Genetically corrected autologous stem cells engraft, but host immune responses limit their utility in canine alpha-L-iduronidase deficiency.

Canine alpha-L-iduronidase (alpha-ID) deficiency, a model of the human storage disorder mucopolysaccharidosis type I (MPS I), is an ideal system in which to evaluate the clinical benefit of genetically corrected hematopoietic stem cells. We performed adoptive transfer of genetically corrected autologous hematopoietic cells in dogs with alpha-ID deficiency. Large volume marrow collections were performed on five alpha-ID-deficient dogs. Marrow mononuclear cells in long-term marrow cultures (LTMCs) were exposed on three occasions during 3 weeks of culture to retroviral vectors bearing the normal canine alpha-ID cDNA. Transduced LTMC cells from deficient dogs expressed enzymatically active alpha-ID at 10 to 200 times the levels seen in normal dogs. An average of 32% of LTMC-derived clonogenic hematopoietic cells were provirus positive by polymerase chain reaction and about half of these expressed alpha-ID. Approximately 10(7) autologous gene-modified LTMC cells/kg were infused into nonmyeloablated recipients. Proviral DNA was detected in up to 10% of individual marrow-derived hematopoietic colonies and in 0.01% to 1% of blood and marrow leukocytes at up to 2 to 3 years postinfusion. Despite good evidence for engraftment of provirally marked cells, neither alpha-ID enzyme nor alpha-ID transcripts were detected in any dog.
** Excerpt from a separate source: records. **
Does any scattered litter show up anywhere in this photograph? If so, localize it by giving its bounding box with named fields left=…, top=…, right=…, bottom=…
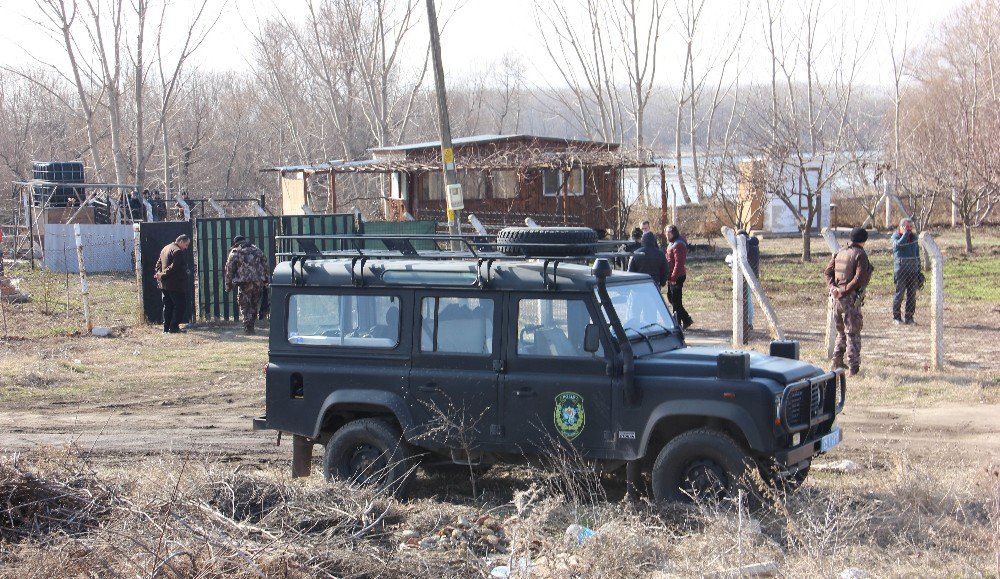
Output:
left=812, top=459, right=861, bottom=473
left=718, top=561, right=778, bottom=577
left=564, top=524, right=594, bottom=545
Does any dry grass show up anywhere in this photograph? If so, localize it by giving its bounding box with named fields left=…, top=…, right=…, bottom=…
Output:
left=0, top=450, right=1000, bottom=577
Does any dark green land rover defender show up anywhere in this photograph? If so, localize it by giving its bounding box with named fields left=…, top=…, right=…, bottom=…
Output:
left=254, top=228, right=846, bottom=500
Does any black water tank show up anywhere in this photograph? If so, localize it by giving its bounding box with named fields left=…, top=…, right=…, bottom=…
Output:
left=31, top=161, right=86, bottom=207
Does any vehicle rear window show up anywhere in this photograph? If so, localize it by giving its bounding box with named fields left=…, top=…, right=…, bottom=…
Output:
left=420, top=297, right=493, bottom=355
left=288, top=294, right=399, bottom=348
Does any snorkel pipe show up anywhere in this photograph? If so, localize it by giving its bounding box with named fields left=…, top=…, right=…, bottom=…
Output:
left=590, top=258, right=639, bottom=406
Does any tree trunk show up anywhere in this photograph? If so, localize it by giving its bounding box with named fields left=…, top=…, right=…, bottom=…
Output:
left=802, top=220, right=812, bottom=263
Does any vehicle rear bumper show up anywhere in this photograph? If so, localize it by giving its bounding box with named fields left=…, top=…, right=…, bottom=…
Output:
left=774, top=426, right=844, bottom=466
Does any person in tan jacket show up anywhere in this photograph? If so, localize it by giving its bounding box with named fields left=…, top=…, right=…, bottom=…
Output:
left=824, top=227, right=873, bottom=376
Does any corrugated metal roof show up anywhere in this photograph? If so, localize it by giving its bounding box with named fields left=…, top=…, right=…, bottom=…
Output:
left=368, top=134, right=618, bottom=152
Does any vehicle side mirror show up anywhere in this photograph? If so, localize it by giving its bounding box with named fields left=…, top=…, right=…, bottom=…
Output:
left=583, top=324, right=601, bottom=354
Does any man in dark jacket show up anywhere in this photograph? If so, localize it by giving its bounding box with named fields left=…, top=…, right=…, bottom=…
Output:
left=153, top=235, right=191, bottom=334
left=665, top=224, right=694, bottom=330
left=225, top=235, right=269, bottom=334
left=889, top=218, right=921, bottom=324
left=823, top=227, right=873, bottom=376
left=628, top=231, right=667, bottom=287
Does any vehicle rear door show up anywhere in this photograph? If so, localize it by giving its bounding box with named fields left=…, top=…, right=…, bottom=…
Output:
left=501, top=293, right=614, bottom=454
left=409, top=290, right=503, bottom=450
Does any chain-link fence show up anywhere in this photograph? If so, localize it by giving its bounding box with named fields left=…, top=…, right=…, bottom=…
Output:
left=684, top=230, right=1000, bottom=378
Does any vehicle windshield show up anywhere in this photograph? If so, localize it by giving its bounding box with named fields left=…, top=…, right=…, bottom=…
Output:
left=596, top=282, right=676, bottom=337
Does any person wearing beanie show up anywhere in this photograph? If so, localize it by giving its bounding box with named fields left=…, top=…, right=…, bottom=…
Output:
left=226, top=235, right=270, bottom=334
left=823, top=227, right=874, bottom=376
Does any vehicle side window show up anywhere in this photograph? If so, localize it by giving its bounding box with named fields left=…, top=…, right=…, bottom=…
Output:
left=420, top=297, right=493, bottom=355
left=517, top=299, right=604, bottom=358
left=288, top=294, right=399, bottom=348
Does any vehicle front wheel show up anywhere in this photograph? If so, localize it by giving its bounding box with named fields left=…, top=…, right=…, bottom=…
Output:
left=652, top=429, right=753, bottom=502
left=323, top=418, right=414, bottom=499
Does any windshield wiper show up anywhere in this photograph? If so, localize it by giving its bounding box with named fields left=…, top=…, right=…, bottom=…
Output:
left=625, top=326, right=653, bottom=351
left=639, top=322, right=671, bottom=334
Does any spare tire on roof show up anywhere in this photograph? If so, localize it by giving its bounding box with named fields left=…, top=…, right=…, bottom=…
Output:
left=497, top=227, right=597, bottom=257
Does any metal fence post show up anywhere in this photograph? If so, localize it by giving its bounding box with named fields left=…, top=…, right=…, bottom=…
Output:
left=920, top=231, right=944, bottom=370
left=823, top=229, right=844, bottom=360
left=73, top=223, right=94, bottom=334
left=733, top=235, right=747, bottom=348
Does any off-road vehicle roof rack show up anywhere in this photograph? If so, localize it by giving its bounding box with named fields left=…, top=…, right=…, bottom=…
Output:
left=276, top=234, right=630, bottom=290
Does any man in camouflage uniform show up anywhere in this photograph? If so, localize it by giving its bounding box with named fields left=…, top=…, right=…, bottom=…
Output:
left=226, top=235, right=269, bottom=334
left=824, top=227, right=872, bottom=376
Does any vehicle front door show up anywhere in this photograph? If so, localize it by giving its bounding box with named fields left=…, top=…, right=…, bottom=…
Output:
left=409, top=291, right=503, bottom=460
left=502, top=294, right=613, bottom=452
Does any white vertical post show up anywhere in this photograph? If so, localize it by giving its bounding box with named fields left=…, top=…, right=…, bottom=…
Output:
left=467, top=213, right=486, bottom=235
left=920, top=231, right=944, bottom=370
left=722, top=227, right=785, bottom=340
left=73, top=223, right=94, bottom=334
left=177, top=193, right=191, bottom=221
left=733, top=235, right=747, bottom=348
left=208, top=197, right=229, bottom=217
left=823, top=229, right=844, bottom=360
left=132, top=223, right=146, bottom=324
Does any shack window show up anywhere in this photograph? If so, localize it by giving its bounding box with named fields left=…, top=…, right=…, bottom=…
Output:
left=458, top=169, right=486, bottom=199
left=490, top=171, right=517, bottom=199
left=288, top=294, right=400, bottom=348
left=517, top=299, right=604, bottom=358
left=420, top=297, right=493, bottom=355
left=542, top=167, right=583, bottom=197
left=416, top=171, right=444, bottom=201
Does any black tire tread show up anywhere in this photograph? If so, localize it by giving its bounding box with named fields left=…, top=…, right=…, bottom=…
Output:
left=323, top=418, right=414, bottom=499
left=497, top=227, right=597, bottom=257
left=651, top=428, right=753, bottom=501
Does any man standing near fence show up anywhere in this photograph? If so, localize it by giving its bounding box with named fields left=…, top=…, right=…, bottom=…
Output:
left=226, top=235, right=268, bottom=334
left=824, top=227, right=873, bottom=376
left=153, top=235, right=191, bottom=334
left=665, top=224, right=694, bottom=330
left=890, top=218, right=923, bottom=324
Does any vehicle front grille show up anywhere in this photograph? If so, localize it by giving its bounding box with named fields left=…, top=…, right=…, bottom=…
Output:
left=781, top=372, right=844, bottom=432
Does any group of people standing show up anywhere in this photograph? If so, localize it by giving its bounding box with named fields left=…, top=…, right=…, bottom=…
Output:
left=628, top=220, right=694, bottom=330
left=625, top=218, right=924, bottom=375
left=153, top=235, right=271, bottom=334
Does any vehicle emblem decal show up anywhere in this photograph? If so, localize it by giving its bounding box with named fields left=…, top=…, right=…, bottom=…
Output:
left=554, top=392, right=587, bottom=441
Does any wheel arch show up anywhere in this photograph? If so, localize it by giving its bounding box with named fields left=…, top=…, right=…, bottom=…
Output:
left=313, top=389, right=413, bottom=441
left=639, top=400, right=766, bottom=460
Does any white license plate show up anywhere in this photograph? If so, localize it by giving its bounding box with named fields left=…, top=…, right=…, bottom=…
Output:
left=819, top=428, right=843, bottom=452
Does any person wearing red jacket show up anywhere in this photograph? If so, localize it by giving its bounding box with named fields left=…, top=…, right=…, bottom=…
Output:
left=664, top=224, right=694, bottom=330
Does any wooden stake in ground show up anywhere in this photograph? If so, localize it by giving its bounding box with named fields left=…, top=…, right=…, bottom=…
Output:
left=920, top=231, right=944, bottom=370
left=823, top=227, right=840, bottom=360
left=73, top=223, right=94, bottom=334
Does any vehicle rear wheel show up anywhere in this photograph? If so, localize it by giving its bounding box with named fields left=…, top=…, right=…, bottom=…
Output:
left=323, top=418, right=414, bottom=499
left=652, top=429, right=753, bottom=502
left=497, top=227, right=597, bottom=257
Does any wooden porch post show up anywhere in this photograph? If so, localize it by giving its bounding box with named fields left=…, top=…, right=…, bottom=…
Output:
left=326, top=169, right=337, bottom=213
left=660, top=165, right=669, bottom=231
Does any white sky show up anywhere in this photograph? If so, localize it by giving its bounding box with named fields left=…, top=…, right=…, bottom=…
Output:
left=0, top=0, right=963, bottom=87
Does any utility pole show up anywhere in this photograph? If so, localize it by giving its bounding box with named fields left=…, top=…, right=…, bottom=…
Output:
left=427, top=0, right=465, bottom=242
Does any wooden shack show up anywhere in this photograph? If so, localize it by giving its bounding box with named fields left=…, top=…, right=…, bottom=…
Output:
left=272, top=134, right=655, bottom=234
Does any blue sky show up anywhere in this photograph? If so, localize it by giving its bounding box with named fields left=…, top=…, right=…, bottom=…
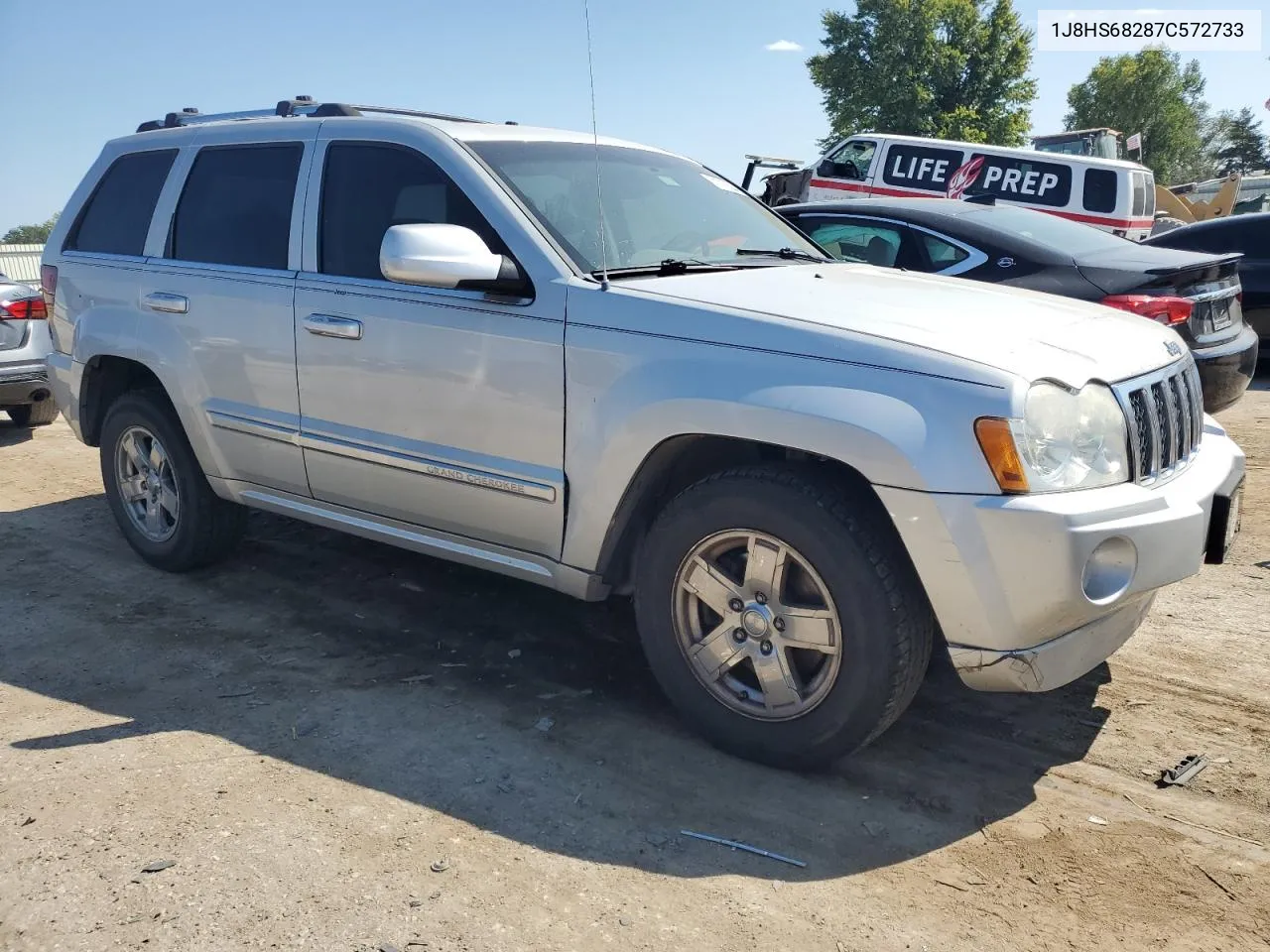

We evaluated immune responses against alpha-ID and transduced cells. Humoral responses to alpha-ID and serum components of the culture media (fetal bovine and horse sera and bovine serum albumin) were identified by enzyme-linked immunosorbent assay. Cellular immune responses to autologous alpha-ID but not neo(r) transduced cells were demonstrated by lymphocyte proliferation assays. To abrogate potential immune phenomena, four affected dogs received posttransplant cyclosporine A. Whereas immune responses were dampened in these dogs, alpha-ID activity remained undetectable. In none of the dogs engrafted with genetically corrected cells was there evidence for clinical improvement. Our data suggest that, whereas the alpha-ID cDNA may be transferred and maintained in approximately 5% of hematopoietic progenitors, the potential of this approach appears limited by the levels of provirally derived enzyme that are expressed in vivo and by the host's response to cultured and transduced hematopoietic cells expressing foreign proteins.